This shows that the model actually uses information from each view for classification and combines different views as expected. For the first apple, emphasis is placed on both stem and calyx views, while for the other two, it is more on the calyx and longitudinal cut. The first apple is correctly classified, and interestingly, the emphasis shown by the model here corresponds to the areas an expert would focus on when assessing the physical apple. This highlights again the potential of the presented approach for in-field classification.
The wrongly classified images are taken from early fruits that are actually more similar to the White Transparent class than their actual Pinova class. This highlights the importance of good-quality data collection because the variation with different ripeness states caused a misclassification in this case, as the fruits do not show their typical characteristics. This needs further investigation as there are multiple similar effects, e.g., cultivars where only a certain ratio of fruits show a distinct feature, but a lack of that feature may not result in misclassification.
To analyze the error further, we take a closer look at the confusion matrix of the best EfficientNetB4 model. The confusion matrix is presented in Figure 7.
In total, 12 images were misclassified out of 139 images in the unseen test set. Interestingly, this does not target images with missing views.
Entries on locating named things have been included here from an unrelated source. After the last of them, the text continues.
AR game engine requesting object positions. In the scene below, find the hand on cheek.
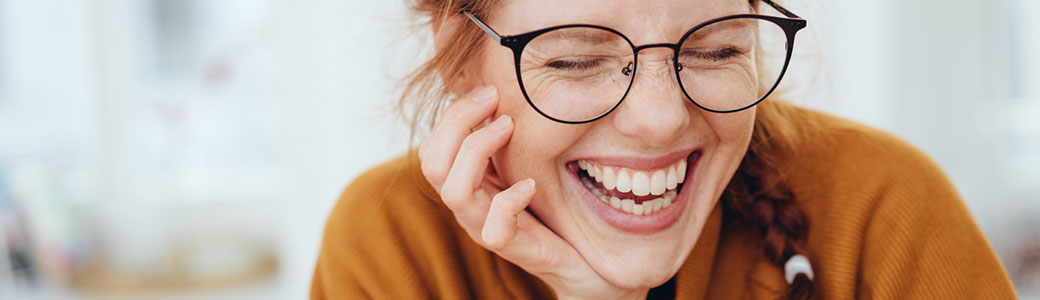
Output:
[419,86,647,299]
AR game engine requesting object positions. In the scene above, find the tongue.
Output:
[596,188,660,204]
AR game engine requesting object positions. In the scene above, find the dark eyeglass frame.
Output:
[462,0,806,124]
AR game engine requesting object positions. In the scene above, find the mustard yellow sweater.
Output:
[311,113,1015,299]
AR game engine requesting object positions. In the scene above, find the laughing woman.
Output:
[311,0,1015,299]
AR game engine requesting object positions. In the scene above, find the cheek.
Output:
[704,107,757,148]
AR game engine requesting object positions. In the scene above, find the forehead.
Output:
[490,0,750,45]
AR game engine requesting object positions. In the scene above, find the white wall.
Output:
[0,0,1040,299]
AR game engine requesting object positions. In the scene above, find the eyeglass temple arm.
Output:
[462,10,502,43]
[762,0,802,19]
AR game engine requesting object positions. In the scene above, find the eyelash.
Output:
[545,59,599,70]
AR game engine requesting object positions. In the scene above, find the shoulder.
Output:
[777,107,1010,299]
[777,108,959,204]
[311,151,544,299]
[311,153,459,299]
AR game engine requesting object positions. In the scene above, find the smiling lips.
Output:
[578,159,686,216]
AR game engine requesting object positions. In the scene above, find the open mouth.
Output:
[574,151,699,216]
[577,159,686,216]
[566,149,701,234]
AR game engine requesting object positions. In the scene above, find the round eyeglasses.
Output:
[463,0,806,124]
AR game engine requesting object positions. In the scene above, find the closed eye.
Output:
[545,58,602,71]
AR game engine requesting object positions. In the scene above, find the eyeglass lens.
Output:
[518,18,787,122]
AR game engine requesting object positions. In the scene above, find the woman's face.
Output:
[467,0,755,289]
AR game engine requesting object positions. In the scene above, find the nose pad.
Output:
[621,61,633,76]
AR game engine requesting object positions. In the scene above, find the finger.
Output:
[489,210,591,277]
[419,85,498,190]
[441,115,513,215]
[480,178,535,251]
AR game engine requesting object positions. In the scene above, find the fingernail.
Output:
[488,115,513,130]
[472,85,498,102]
[516,178,535,193]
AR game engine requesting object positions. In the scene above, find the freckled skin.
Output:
[464,0,755,289]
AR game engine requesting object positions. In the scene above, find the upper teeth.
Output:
[578,159,686,196]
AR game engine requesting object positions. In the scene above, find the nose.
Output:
[612,47,691,147]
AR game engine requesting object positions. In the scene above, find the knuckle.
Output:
[441,186,466,210]
[419,160,445,186]
[480,231,505,252]
[531,246,556,269]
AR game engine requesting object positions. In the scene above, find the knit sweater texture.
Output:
[311,109,1016,299]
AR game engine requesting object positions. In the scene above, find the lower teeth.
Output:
[581,177,679,216]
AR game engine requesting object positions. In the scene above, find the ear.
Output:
[432,14,485,98]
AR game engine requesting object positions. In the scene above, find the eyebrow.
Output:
[543,27,621,44]
[687,20,758,39]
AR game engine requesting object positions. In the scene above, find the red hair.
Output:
[397,0,815,300]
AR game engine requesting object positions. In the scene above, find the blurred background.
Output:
[0,0,1040,299]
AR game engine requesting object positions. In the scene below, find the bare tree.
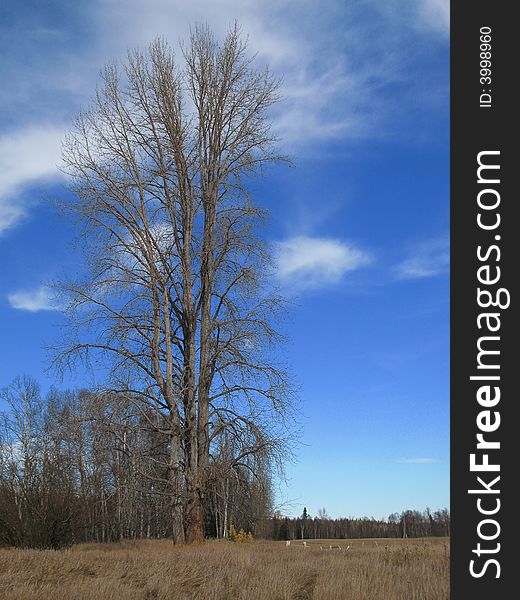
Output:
[57,26,289,542]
Therefore, we can assume that the model is able to handle missing data to some extent. Instead, the image quality seems to be more important. Similar to our previous result in [7], the most difficult classes are Carola and James Grieve, which are apparently hard to differentiate based on the available input images. This was already present in our original study using the cut images, which confirms the previous finding. It was, however, surprising that the addition of further views did not allow for a better separation between the two classes. We, therefore, took a closer look at the collected images and found that many are not typical for the given class or show other problems, such as a blur due to the focus being off. In addition to this, we observe the described confusion around White Transparent. This class is in itself classified correctly, but several additional apples from other cultivars are wrongly classified as White Transparent despite belonging to another class. As the grad cam shown in Figure 6 suggests, these are unripe apples that show familiarity with this White Transparent since the cultivar-specific characteristics are not yet properly developed.
We assume that these challenges are not model-related but rather are limitations of the current dataset. These results indicate that we must revisit our dataset and check for typical characteristic images for further analyses to allow the model to properly pick up the differences. In this case, we might have to limit the dataset to typical apples only, and we must ensure that images from early ripeness stages and potentially late storage stages are properly represented in the training and validation data to allow the models to pick up important details on how an apple looks at different times of the year. This is probably true for each important feature, as well as variations in settings such as the light and background. Distributing images with the latter aspects seems to be a good solution since these did not show any obvious problems when analyzing the wrongly classified images.
The trade-off between model size and performance cannot be answered clearly by this study. Some errors are most likely related to data quality, and with six classes, the dataset remains small. As a result, it is not clear whether a single view could be sufficient or not. However, the grad cam result showed that the models use additional information from the outside, and thus, going forward with the multiview approach seems more promising in the long term for a larger number of supported classes. The idea of combining the input images into one single image as a form of input fusion also seems promising if one can increase the image size to mitigate a possible information loss due to the combination.
Alternatively, one could try to use the ensemble model and apply common data reduction techniques such as pruning or quantization to reduce the model size as shown in [14,15]. However, these approaches will again result in an information loss that might be costly for cases with many different classes with high similarity. Here, the loss in information results from either quantization, where fewer bits are available per channel, or pruning, which removes certain weights from the network. We, therefore, want to focus first on developing a larger dataset with more cultivars and then find an appropriate model before starting the tuning for size.
Since we target cultivar classification, the methods should also be evaluated using further datasets. We believe that our approach is suitable for similar problems as long as an expert would use multiple views to assign a certain class. Depending on the problem or fruit at hand, the relevant views might be different and would require specific images per view, as, e.g., the authors in [12] use images of cherry pits. We plan to extend this study to similar problems and their specific data in the future.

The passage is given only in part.